Przejdź do komentarzyKonstantin Simonow - Przypadek Połynina /31
Tekst 255 z 252 ze zbioru: Tłumaczenia na nasze
Autor
Gatunekobyczajowe
Formaproza
Data dodania2020-02-09
Poprawność językowa
- brak ocen -
Poziom literacki
- brak ocen -
Wyświetleń1318

Goście niedawno poszli. Wasilij Wasiliewicz Bałakiriew i jego syn Witieńka siedzieli naprzeciw siebie przy opustoszałym po ich wyjściu imieninowym stole. Ojciec, popijając ze szklanki z ciężkim jubileuszowym złotym koszyczkiem mocną jak siekiera herbatę - koszyczek ten dostał kiedyś od aktorów za ich składkowe - mówił nieśpiesznie i cicho; Witieńka, podniecony wypitą wódką - szybko i głośno.


Spór dotyczył tego, celowo czy też przypadkiem trzy dni temu przed niedzielą odjechał mostem Dymitra do swojej daczy w Żaworonkach zasłużony artysta republiki Lichaczow - a następnego dnia te Żaworonki zostały zajęte przez Niemców. Wasilij Wasiliewicz twierdził, że przypadkowo, syn zaś krzyczał, że było to z góry ukartowane. Kłótnia zaczęła się jeszcze przy gościach, i obaj już wtedy wypowiedzieli swoje zdanie, tyle że wówczas, kiedy jeszcze wszyscy siedzieli przy stole, ojciec utrzymywał, że to niemożliwe, ponieważ Lichaczow jednak, jakby nie było, jest człowiekiem radzieckim, a Witieńka na to, iż to do niego całkiem podobne, bo ten stary szczwany krętacz zawsze był wywrotowcem.

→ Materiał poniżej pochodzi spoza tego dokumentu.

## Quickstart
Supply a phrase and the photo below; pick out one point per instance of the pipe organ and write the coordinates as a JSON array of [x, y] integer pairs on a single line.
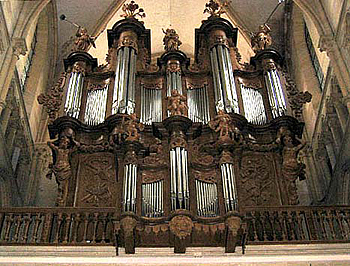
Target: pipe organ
[[124, 86], [198, 104], [253, 105], [179, 188], [275, 92], [151, 105], [96, 103], [175, 143], [74, 93], [224, 82]]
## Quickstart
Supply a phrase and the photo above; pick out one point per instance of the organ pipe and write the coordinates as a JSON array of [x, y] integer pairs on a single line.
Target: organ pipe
[[130, 179], [275, 93], [224, 84], [96, 102], [207, 199], [179, 188], [198, 109], [253, 105], [152, 199], [151, 105], [124, 86], [74, 93], [229, 186]]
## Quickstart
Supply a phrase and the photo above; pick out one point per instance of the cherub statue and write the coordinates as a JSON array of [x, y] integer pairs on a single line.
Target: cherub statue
[[177, 104], [132, 128], [83, 40], [171, 40], [223, 123], [262, 39], [291, 168], [61, 167]]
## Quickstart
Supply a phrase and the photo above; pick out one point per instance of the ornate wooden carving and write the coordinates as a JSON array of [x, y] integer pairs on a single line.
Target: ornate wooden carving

Teraz, kiedy zostali sami, spór nabrał innego charakteru. Wasilij Wasiliewicz mówił, że Lichaczow to tchórz, i nawet gdyby chciał przejść na stronę Niemców, nigdy by nie pojechał na spotkanie frontu po to tylko, by w Żaworonkach siedzieć potem u siebie w piwnicy do czasu, aż hitlerowcy pójdą dalej, a Rosjanie wrócą. Lichaczow pojechał tam, bo bał się, żeby stacjonujący tam żołnierze nie spalili mu jego okazałej chaty, a że front jest tam tak blisko, tego we własnej swojej głupocie nawet nie przypuszczał.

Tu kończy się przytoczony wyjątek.